Update November 7, 2016:
It looks like the Lono cloud service is back online. This was not a normal outage however as their domain completely disappeared from DNS. The bigger question of what they will be doing to ensure that the device works locally, even when the cloud is unavailable still deserves an answer (and I filed a support ticket this evening asking both about the outage & about plans for graceful degradation of service should the cloud component fail again).
A while ago now I backed a project on Kickstarter that was creating a more modern sprinkler controller. That actually wasn’t hard to imagine since the user interface of the one our home’s builder attached to wall consisted of a rotating switch, some buttons and an LCD display which could handle numbers & a few other preset things. Like something from the 1980s.
That project was Lono, and, like most Kickstarters, it delivered late & somewhat incomplete. But the hardware looked good, was dead simple to install & seemed to work. The software less so. Over time, things improved a bit though. I could access the controller, via the iPhone app, from anywhere. Scheduling was added, as was weather and a few other features. I don’t think I saw the truly smart scheduling that was promised, but it was delivering what I needed. Until today.
Today, the Lono died. Well. More specifically, the cloud service behind the Lono died. Now the attractive black & green box on the wall of my garage is essentially useless. Obviously, that is frustrating because I can no longer control my sprinklers, even from home when my phone & the Lono are on the same network. But it frustrates me on another level too. These IoT devices are clearly more powerful when connected to the cloud, but they should not be designed to be dependent on that cloud to do anything.

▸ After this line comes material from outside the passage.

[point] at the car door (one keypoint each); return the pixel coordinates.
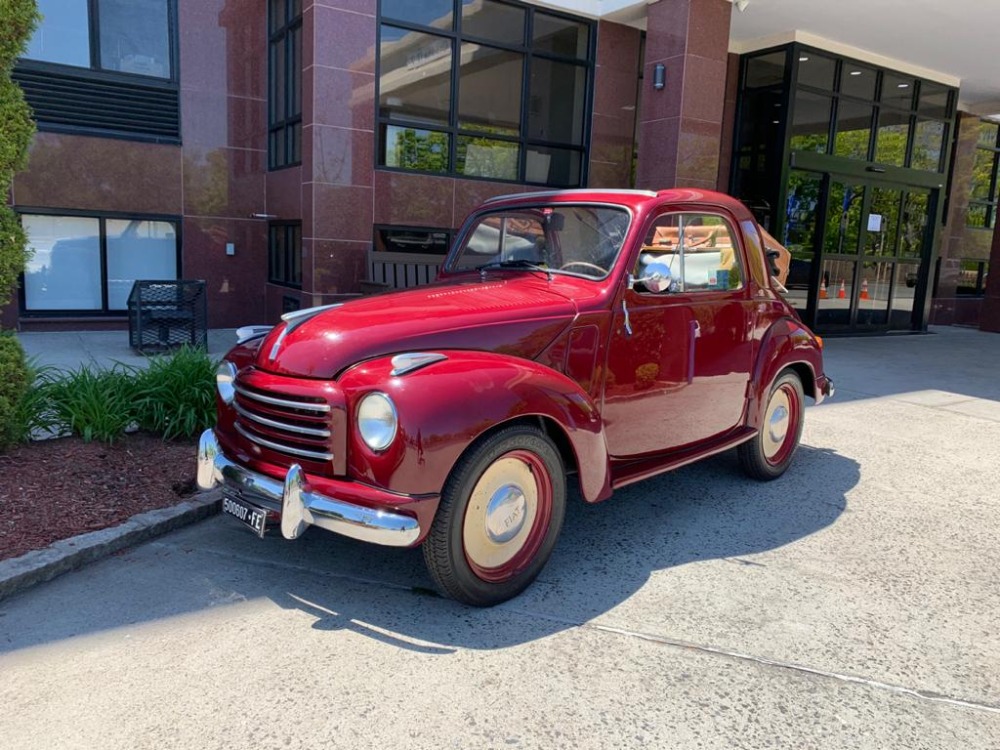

There is absolutely no reason why the Lono, discovering it could no longer reach its cloud based control center, couldn’t have dropped back to a LAN only mode. Whether the outage is caused by the company failing (which seems to be the case here), or other things (maybe an ISP failing, or being temporarily offline), there really is no excuse for these things to stop working based on their last known settings & reverting to more local control.
I’ve backed a number of different things on Kickstarter & Indiegogo. Typically, while they may have received firmware updates etc, only a couple were really dependent on a cloud based service & only Lono has failed. It does make me think I will be more wary of cloud backed IoT projects in future. Perhaps such projects will need to explain their plans for this scenario. At the very least, it would be good to see they’ve considered this & have some level of “disconnected” functionality baked in.
If they want to truly impress me, they should have hardware design, firmware & app software in an escrow service, with public (or at least customer) release triggered on company failure. Then, maybe, the community could rally around and perhaps continue support for these devices.